And there’s no sign of the investigation stopping anytime soon.
32 South Korean soldiers have been charged for being gay, following reports of one conviction last month, even though it is legal in the country outside of the military.
Able-bodied South Koreans between the age of 18-35 must serve in the military, and according to the law if any soldier “sodomy” or any other form of “disgraceful conduct” they could face up to two years in jail.
One of the soldiers, who would only identify himself as Sergeant A, told CNN: “They knew that I would not want my identity revealed so they made me cooperate in the investigation. The atmosphere was very oppressive and humiliating.
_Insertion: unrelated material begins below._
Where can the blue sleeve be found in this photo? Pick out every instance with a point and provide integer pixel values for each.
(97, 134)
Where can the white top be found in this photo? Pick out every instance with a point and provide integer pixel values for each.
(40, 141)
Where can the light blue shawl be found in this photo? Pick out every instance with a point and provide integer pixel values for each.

I was scared.”
Many organisations have condemned the law after South Korea’s army chief of staff, General Jang Jun-kyu, started a crackdown on gay soldiers in April, with reports saying that people were being tracked down through social media and dating apps.
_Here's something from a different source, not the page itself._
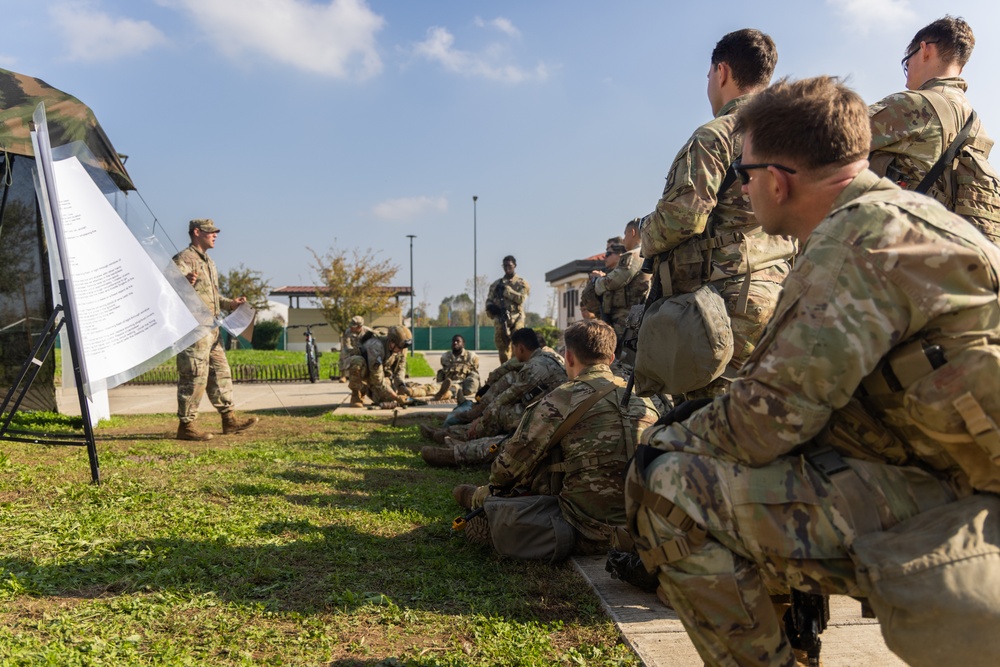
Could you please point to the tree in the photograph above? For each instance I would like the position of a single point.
(242, 281)
(352, 283)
Amnesty International called it a “gay witch hunt”, with their East Asia Research Director, Roseann Rife, saying: “President Moon Jae-in needs to send an unequivocal message that discrimination on the basis of sexual orientation or gender identity will not be tolerated, including in the military.
“It is long overdue for South Korea to repeal this archaic and discriminatory provision in the military criminal code, and get up-to-date when it comes to the rights of lesbian, gay, bisexual, transsexual and intersex people.”